What is having others market your product or service for you, if not the essence of influencer marketing? Here, we delve into the tightly coupled relationship between influencers and affiliates, how they differ, how they overlap, and where they're going in the future.

How are influencers and affiliates different?

As discussed in other articles on The Drum, influencer marketing can be distilled into the idea of having someone tell your brand's story for you. It is the digital equivalent to word-of-mouth and is not always directly tied to a specific traffic or sales KPI, though it is preferred.

Affiliate marketing, on the other hand, can be defined as an advertising model which uses publishers on a commission basis to generate sales, leads, or traffic.

In other words, affiliate marketing and influencer marketing are related in a similar manner as marketing and sales; both are designed to drive revenue, though one is solely transactional and the other is transactional as a byproduct of relationship psychology. As I discussed in an interview for Insivia, the line between influencers and affiliates is blurring.
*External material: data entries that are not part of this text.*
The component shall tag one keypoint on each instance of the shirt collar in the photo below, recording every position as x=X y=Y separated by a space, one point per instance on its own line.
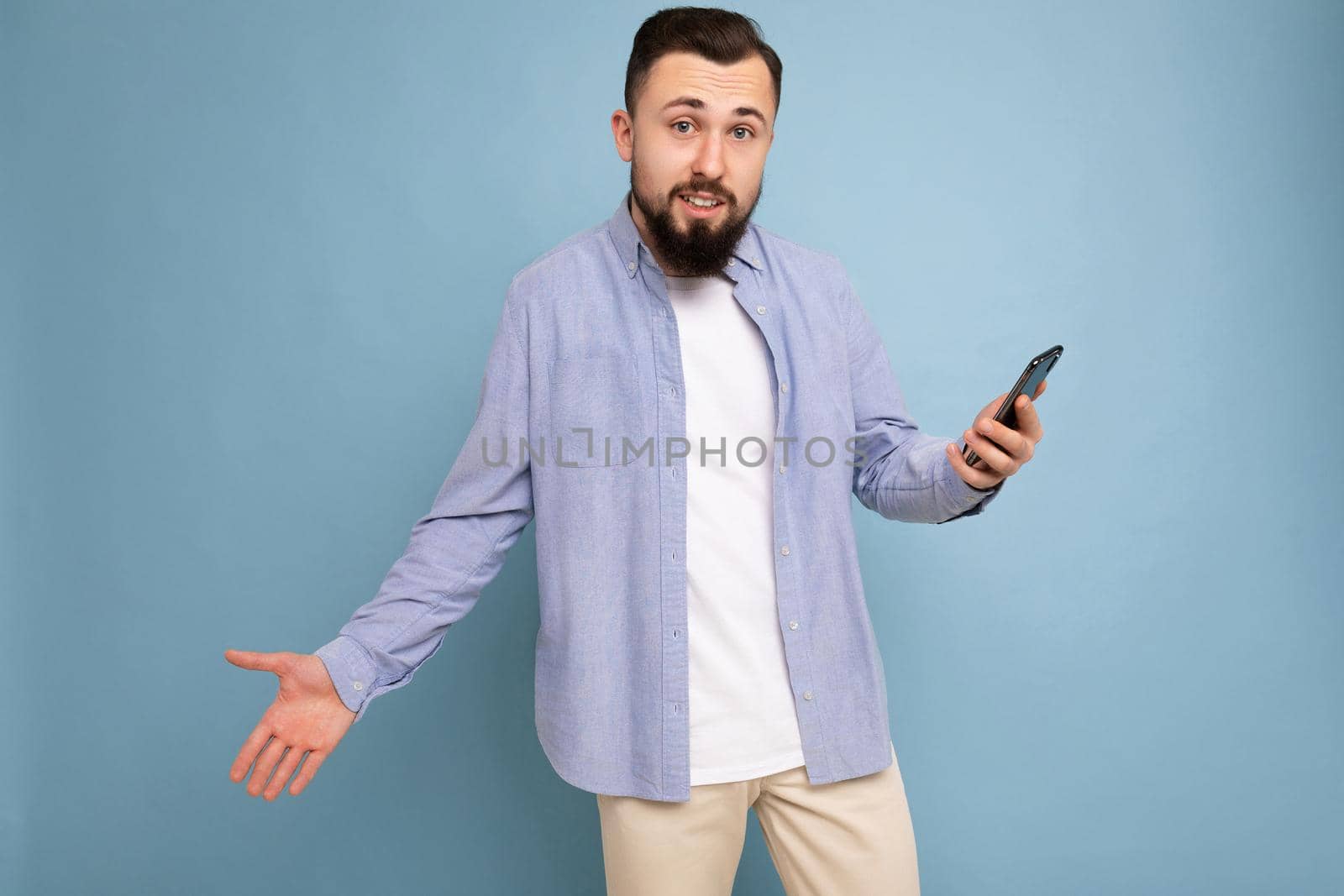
x=627 y=239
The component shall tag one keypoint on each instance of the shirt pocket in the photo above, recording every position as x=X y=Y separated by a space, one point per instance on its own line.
x=600 y=392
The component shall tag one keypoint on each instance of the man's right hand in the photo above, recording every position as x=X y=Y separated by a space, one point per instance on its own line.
x=307 y=716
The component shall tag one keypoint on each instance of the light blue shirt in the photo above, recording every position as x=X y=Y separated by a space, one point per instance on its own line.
x=581 y=411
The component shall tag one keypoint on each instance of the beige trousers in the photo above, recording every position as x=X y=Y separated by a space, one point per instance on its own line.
x=844 y=839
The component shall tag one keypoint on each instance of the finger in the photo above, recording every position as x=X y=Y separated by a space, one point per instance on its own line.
x=255 y=741
x=1012 y=443
x=972 y=476
x=991 y=453
x=253 y=660
x=265 y=765
x=282 y=773
x=1027 y=421
x=306 y=774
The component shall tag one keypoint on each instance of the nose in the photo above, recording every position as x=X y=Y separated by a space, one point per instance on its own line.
x=709 y=160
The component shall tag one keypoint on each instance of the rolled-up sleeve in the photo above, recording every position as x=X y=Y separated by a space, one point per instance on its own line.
x=902 y=473
x=456 y=548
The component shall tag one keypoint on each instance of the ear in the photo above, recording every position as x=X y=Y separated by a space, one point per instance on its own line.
x=622 y=132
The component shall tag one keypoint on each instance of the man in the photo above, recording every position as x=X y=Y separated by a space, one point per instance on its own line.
x=692 y=399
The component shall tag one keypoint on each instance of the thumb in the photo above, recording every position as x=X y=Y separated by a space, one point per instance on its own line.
x=253 y=660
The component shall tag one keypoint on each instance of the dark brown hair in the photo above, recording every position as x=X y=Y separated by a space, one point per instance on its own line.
x=719 y=35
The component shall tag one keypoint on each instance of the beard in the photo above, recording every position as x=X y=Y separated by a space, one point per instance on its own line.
x=705 y=248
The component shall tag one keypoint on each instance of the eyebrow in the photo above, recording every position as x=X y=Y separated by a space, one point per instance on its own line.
x=696 y=102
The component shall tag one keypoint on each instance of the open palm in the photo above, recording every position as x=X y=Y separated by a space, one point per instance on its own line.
x=307 y=716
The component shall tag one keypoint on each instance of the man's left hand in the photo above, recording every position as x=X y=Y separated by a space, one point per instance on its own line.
x=1001 y=450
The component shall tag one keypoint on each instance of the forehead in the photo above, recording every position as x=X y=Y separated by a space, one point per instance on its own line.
x=679 y=74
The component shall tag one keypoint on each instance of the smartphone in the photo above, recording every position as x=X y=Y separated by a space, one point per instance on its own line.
x=1027 y=383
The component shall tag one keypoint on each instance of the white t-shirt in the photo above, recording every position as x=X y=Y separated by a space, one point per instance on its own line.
x=743 y=723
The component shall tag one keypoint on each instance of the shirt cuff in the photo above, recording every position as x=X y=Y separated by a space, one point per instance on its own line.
x=351 y=672
x=965 y=499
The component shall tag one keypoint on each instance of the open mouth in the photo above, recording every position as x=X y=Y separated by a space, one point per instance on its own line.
x=701 y=210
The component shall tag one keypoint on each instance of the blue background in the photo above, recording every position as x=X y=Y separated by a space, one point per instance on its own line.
x=253 y=255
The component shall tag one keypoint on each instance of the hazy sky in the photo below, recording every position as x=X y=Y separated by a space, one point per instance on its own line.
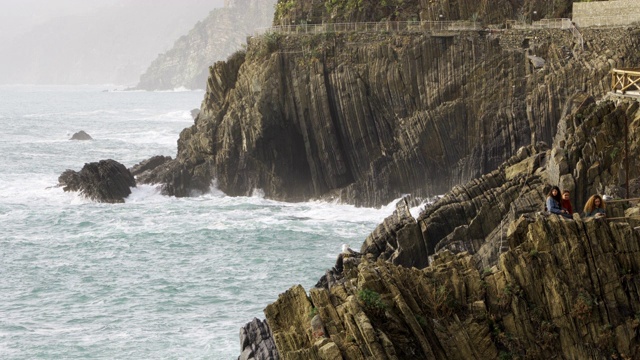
x=17 y=16
x=90 y=41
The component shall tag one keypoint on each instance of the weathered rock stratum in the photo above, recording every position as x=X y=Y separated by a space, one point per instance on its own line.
x=367 y=117
x=505 y=280
x=105 y=181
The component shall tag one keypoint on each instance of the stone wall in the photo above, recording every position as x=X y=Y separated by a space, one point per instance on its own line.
x=606 y=13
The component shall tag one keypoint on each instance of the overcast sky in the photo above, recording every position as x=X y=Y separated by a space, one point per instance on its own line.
x=90 y=41
x=17 y=16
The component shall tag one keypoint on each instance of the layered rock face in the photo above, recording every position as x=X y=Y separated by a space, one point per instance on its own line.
x=213 y=39
x=105 y=181
x=551 y=287
x=569 y=291
x=368 y=117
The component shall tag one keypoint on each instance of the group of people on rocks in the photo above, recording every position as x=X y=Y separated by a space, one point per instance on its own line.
x=559 y=203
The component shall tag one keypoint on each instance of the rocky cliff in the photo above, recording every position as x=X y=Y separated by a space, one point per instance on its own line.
x=506 y=280
x=367 y=117
x=221 y=34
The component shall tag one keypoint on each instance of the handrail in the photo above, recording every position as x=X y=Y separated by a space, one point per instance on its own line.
x=555 y=23
x=624 y=80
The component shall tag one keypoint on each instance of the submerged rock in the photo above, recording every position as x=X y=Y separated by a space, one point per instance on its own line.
x=81 y=135
x=105 y=181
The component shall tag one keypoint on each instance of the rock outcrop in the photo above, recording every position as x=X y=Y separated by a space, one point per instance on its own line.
x=213 y=39
x=366 y=117
x=505 y=279
x=568 y=291
x=105 y=181
x=256 y=341
x=81 y=135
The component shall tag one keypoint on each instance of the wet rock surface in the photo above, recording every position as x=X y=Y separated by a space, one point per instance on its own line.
x=81 y=135
x=105 y=181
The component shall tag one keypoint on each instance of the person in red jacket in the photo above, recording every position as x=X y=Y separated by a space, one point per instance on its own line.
x=566 y=202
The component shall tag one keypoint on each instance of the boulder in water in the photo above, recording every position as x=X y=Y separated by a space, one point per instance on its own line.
x=81 y=135
x=105 y=181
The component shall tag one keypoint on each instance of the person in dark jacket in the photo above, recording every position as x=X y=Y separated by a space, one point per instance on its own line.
x=553 y=203
x=566 y=202
x=595 y=207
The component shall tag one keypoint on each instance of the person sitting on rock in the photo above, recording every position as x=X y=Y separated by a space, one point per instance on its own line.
x=566 y=202
x=595 y=207
x=553 y=203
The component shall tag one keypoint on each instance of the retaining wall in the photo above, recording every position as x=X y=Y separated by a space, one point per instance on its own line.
x=606 y=13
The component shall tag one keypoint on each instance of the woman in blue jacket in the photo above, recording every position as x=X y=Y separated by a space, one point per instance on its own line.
x=594 y=207
x=554 y=199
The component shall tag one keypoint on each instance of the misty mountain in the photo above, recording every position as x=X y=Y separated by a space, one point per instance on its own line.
x=221 y=34
x=113 y=44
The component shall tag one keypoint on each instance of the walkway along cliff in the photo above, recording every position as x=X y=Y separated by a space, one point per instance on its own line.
x=506 y=280
x=367 y=117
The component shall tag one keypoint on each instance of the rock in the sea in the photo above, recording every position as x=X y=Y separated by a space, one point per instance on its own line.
x=257 y=342
x=81 y=135
x=149 y=164
x=105 y=181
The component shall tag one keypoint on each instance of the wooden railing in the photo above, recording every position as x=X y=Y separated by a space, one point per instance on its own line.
x=624 y=80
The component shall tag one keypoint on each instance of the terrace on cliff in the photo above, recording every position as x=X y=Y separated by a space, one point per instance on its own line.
x=504 y=281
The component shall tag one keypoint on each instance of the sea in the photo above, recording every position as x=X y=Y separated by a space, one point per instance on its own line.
x=157 y=277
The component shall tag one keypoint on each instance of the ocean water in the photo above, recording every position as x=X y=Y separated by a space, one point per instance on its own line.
x=156 y=277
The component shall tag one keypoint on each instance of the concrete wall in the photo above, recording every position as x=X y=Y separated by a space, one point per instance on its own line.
x=606 y=13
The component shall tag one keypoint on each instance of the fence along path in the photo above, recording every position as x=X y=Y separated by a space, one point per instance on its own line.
x=418 y=26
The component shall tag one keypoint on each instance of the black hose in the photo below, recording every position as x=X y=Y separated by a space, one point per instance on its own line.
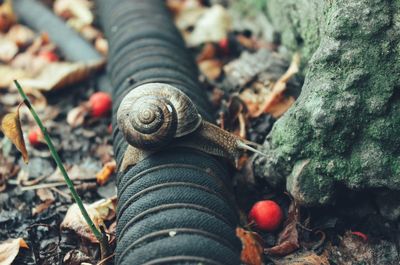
x=176 y=206
x=39 y=17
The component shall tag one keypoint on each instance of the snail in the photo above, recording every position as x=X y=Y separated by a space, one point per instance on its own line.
x=155 y=115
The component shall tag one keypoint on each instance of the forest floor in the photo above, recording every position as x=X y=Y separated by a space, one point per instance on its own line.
x=250 y=81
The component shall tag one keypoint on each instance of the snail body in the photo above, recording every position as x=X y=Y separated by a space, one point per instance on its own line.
x=155 y=115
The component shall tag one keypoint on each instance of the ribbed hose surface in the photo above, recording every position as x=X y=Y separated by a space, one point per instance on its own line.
x=175 y=207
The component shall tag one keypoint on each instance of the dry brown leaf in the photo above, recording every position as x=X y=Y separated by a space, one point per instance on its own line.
x=41 y=207
x=45 y=194
x=106 y=172
x=7 y=16
x=208 y=52
x=11 y=127
x=59 y=74
x=187 y=12
x=288 y=239
x=76 y=116
x=211 y=68
x=76 y=173
x=100 y=211
x=21 y=35
x=252 y=250
x=305 y=258
x=79 y=9
x=212 y=26
x=9 y=250
x=101 y=45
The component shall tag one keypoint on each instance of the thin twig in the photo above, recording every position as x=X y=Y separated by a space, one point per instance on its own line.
x=65 y=195
x=42 y=186
x=103 y=241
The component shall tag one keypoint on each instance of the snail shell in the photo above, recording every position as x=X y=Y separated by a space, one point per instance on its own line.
x=151 y=115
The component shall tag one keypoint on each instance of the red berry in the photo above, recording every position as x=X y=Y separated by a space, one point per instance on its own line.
x=49 y=56
x=267 y=215
x=100 y=104
x=35 y=137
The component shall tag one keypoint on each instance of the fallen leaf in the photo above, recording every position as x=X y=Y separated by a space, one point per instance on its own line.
x=212 y=26
x=248 y=66
x=252 y=250
x=7 y=16
x=76 y=116
x=61 y=74
x=79 y=9
x=360 y=235
x=41 y=207
x=106 y=172
x=9 y=74
x=75 y=257
x=211 y=68
x=104 y=152
x=8 y=49
x=304 y=258
x=9 y=249
x=21 y=35
x=288 y=239
x=208 y=52
x=100 y=211
x=84 y=172
x=101 y=45
x=187 y=14
x=11 y=127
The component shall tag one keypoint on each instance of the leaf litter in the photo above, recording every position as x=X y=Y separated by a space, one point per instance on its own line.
x=251 y=85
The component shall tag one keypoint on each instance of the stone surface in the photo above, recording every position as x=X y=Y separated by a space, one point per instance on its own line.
x=344 y=129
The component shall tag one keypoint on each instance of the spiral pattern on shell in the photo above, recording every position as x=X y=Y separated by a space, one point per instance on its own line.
x=151 y=115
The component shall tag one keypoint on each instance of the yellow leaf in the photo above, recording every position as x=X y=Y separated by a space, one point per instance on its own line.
x=11 y=127
x=106 y=172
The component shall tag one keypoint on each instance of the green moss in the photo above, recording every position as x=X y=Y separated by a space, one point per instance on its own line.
x=346 y=121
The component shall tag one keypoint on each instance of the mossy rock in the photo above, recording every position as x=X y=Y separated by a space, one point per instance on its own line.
x=344 y=129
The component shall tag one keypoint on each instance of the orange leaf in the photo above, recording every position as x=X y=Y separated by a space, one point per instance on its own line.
x=252 y=250
x=11 y=127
Let’s explore how they are more similar than they are different.

Affiliates are a concept similar to influencers, transcending channels

On marketplace platforms such as Amazon, there is little distinction between affiliates and influencers. In fact, Amazon's current affiliate strategy represents a sizable shift away from data feed-driven website affiliates and towards content creators that can provide a personal experience for specific products. Based on the recent shift, it is not difficult to see how Amazon's adoption of the Vine Voices program indicates their internally-vetted affiliates creating influencer videos and reviews will hold a greater weight than the non-vetted reviews that blanket the platform.

Within the realm of organic SEO, engaging with bloggers where a direct or indirect monetary exchange is included once again blurs the lines between influencer and affiliate. In this example, the link itself might be considered the primary affiliate aspect of the relationship, while the content surrounding the link acts as the influence or selling point to the audience, directing them to click the link.

The shift we see within the Amazon marketplace also plays out in the blogosphere. The several decade's old method of providing simple affiliate links as compensation blended into the content is being replaced with the personal experience requirement of the content creating blogger, now an influencer, who provides the link for the sake of context in describing his or her experience. Google's recent inclusion of 'experience' in E-E-A-T helps to drive home this shift as the personal experience of a writer is given more weight than it was previously, regardless of overall expertise on a subject matter.

Even on traditional social media channels like YouTube, what started as simple affiliate links in the description of a video to supplement meager ad sharing revenue has evolved into the influencer channel owner providing their unique experiences with a product or service within the video itself, often using personalized coupon codes.

Within YouTube, the trust associated with the channel owner's monetization of choice by the audience has increased because the product is oftentimes hyper-related to the subject matter of the video. Additionally, the audience is provided a personalized coupon or link related to that contextually relevant content they just consumed, tying the influence to the affiliate transaction.

A beautiful example of this is one of my favorite YouTube channels, Science & Futurism with Isaac Arthur. Near the end of every episode, Isaac will weave one of the core concepts covered in with the video's affiliate sponsor, such as Curiosity Stream or Skillshare, complete with an audience-specific value offering.

What does the future hold for affiliates engaging as influencers?

I can foresee a future where both affiliate and influencer channels continue to evolve and merge, especially with recessionary forces at bay. It will not be sufficient for brands to undertake large influencer budgets without concrete KPIs that somehow contribute to expanding a sales funnel beyond top level awareness and branding.

Similarly, jaded Internet demographics who are exhibiting more and more ad blindness will continue to make non contextualized affiliate links less effective. Only by pairing together the influencer's product story with the affiliate monetization can both concepts thrive. In my estimation, this will occur with a blended monetization that considers a guaranteed payment for the creator content and performance revenue associated with the affiliate activity.